Getting from A to B

How High-speed Data Transfer Could Power Science

Dr. Richard Boardman from the µ-VIS Centre for Computed Tomography (an X-Ray Imaging Centre providing support to the Engineering, Biomedical, Environmental and Archaeological Sciences at the University of Southampton) discuses how improving institutional data transfer speeds could lead to more efficient research. The pilot project setup by The University of Southampton, Diamond Light Source, the Science and Engineering South Consortium and Jisc was recently showcased in a workshop event at the University of Southampton’s Boldrewood campus.

What’s your experience of working with large datasets?

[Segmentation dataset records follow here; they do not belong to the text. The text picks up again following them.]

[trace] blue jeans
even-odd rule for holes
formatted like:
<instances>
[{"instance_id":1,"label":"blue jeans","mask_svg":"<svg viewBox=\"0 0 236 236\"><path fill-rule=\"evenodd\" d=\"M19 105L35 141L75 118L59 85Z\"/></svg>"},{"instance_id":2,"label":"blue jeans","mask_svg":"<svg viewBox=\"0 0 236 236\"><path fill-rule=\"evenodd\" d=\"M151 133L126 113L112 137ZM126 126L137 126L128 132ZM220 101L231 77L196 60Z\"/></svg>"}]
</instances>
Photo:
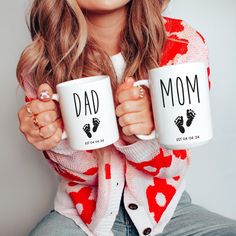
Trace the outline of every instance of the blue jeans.
<instances>
[{"instance_id":1,"label":"blue jeans","mask_svg":"<svg viewBox=\"0 0 236 236\"><path fill-rule=\"evenodd\" d=\"M123 201L112 227L115 236L138 236ZM31 231L29 236L86 236L73 220L52 210ZM185 191L173 217L159 236L236 236L236 221L192 204Z\"/></svg>"}]
</instances>

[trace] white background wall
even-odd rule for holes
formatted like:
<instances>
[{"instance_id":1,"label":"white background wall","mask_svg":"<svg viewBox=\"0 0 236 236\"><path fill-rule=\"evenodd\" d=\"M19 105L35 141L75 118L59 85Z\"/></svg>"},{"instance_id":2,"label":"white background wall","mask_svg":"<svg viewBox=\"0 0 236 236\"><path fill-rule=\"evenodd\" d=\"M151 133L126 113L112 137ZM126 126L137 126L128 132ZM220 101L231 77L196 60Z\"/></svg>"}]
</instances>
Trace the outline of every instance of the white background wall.
<instances>
[{"instance_id":1,"label":"white background wall","mask_svg":"<svg viewBox=\"0 0 236 236\"><path fill-rule=\"evenodd\" d=\"M0 235L24 236L50 209L57 178L42 154L18 130L15 67L29 43L28 0L0 7ZM187 189L193 202L236 219L236 1L173 0L165 15L199 30L210 51L214 139L193 150Z\"/></svg>"}]
</instances>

We’re used to handling fairly large datasets at our lab; the radiographs we routinely generate with our equipment are around 8 megabytes in size, and we can capture half a dozen of these per second, more or less continuously, for each machine we operate. Once we have finished rebuilding these radiographs into volumetric data ready for analysis, we end up with around 50 gigabytes of data for perhaps as little as five minutes of experiment time.

In house, we have a streamlined procedure for looking after these datasets, starting with the initial experimental enquiry, through the sample preparation and mounting, acquisition, post processing and analysis, and finally down to publication, archiving and sharing.

What about off-site experiments?

When we work off-site at a synchrotron or neutron source, we have to find a way to get the data back to our systems for the processing, and this has typically been more problematic.

Although synchrotron light sources, such as the Diamond Light Source at the Harwell Science and Innovation Campus, provide brilliant, high-flux photon beams leading to fast capture times and consequently high throughput, the amount of generated data can quickly overwhelm unprepared researchers. Additionally, the researchers working on these beamlines do shift work to ensure the beamtime is spent most efficiently, so they are aiming to acquire data for 24 hours per day.

“…the amount of generated data can quickly overwhelm unprepared researchers.”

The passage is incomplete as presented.